Yup, tried that too without error. I finally managed to borrow a much much much lower quality, basically obsolete video card, to try one of the games with, and it didn't encounter any errors.

EVGA support is RMA'ing the card so I'll update when that process is through.
 
Ok, here's the final update (I hope).

1. EVGA replaced the card, there was definitely something wrong with it after all.
2. Just to be sure the gremlins were all killed (and because I needed to upgrade my HD and since I had the case opened up anyway...) I also reinstalled windows and everything onto a new hard drive.

So far, I have the card reinstalled and haven't had anything bad or glitchy happen and certainly haven't had any more TDRs.
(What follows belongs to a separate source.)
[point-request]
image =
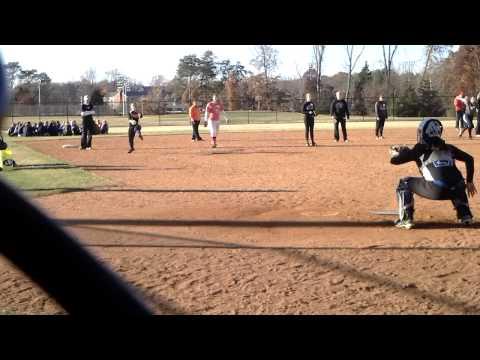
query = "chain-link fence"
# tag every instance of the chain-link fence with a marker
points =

So I think (and hope) we can declare victory over this problem. No longer will I be stuck "doing things" outside, I can finally return to the natural and healthy indoor lifestyle that represents the pinnacle of millions of years of evolution and thousands of years of human invention, ingenuity and sacrifice. Or something like that anyway.
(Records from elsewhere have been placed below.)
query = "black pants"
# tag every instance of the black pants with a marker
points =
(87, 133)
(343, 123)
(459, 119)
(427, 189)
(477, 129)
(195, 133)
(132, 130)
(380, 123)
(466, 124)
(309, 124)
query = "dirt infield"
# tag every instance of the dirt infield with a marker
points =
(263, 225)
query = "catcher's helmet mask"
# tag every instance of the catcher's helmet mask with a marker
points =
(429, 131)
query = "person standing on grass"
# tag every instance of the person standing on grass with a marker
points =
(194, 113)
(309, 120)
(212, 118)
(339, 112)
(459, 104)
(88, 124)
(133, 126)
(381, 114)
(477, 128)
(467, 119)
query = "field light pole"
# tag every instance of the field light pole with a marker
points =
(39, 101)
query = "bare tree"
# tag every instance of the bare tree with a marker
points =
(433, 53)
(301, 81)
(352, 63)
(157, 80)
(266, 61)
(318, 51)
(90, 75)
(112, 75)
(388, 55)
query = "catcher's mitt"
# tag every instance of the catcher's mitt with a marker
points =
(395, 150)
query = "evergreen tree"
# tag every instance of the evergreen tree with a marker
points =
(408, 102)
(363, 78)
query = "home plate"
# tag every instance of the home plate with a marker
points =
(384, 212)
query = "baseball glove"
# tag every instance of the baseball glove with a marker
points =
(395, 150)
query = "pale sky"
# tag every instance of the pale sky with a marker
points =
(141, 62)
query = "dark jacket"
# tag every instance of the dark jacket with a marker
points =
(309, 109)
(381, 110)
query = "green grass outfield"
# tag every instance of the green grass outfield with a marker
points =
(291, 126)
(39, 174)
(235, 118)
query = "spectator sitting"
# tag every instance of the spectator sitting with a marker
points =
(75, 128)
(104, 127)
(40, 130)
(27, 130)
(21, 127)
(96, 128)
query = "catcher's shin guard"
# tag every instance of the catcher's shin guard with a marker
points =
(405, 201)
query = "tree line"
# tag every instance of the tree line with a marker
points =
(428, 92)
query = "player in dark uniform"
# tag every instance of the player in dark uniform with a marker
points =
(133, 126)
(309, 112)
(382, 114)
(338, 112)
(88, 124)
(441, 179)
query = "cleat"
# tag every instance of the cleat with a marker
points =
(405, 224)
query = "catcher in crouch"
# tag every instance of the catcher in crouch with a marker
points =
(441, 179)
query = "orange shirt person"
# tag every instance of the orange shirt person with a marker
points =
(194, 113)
I'd really like to thank both coozie7 and ingtar33 for taking the time to help troubleshoot this monster, that was in reality *my* problem. Seriously, this was beginning to drive me a little crazy and your input was really helpful in both solving the problem and keeping me sane (ish). So big thanks to both of you.


 
congratz! glad the problem is licked. sorry we beat around the bush a bit, but it's always better to be sure of the problem before you start to buy new stuff or return the stuff you got. glad returning it turned out to fix the issue. and i'm glad EVGA was accommodating 😀
 
Ok I've no idea why the troubleshooting tip waaaay above is marked as "best solution"... It was a good problem solving suggestion, but as evidenced by the MASSIVE amount of work everyone did after that point- it wasn't the Best Solution. The best solution is actually that this was a graphics card going bad and causing subtle TDRs everywhere. So if you're reading this with the similar problem- no, it had nothing to do with Steam (seriously, WHO flagged that as best solution?!)- follow the checklists for checking your graphics card/memory/etc until you find out where the problem is.

It's a pain. It's a headache. It's a nightmare. But that's just the nature of the beast that it lacks any neat, single silver-bullet answer that will kill it for you.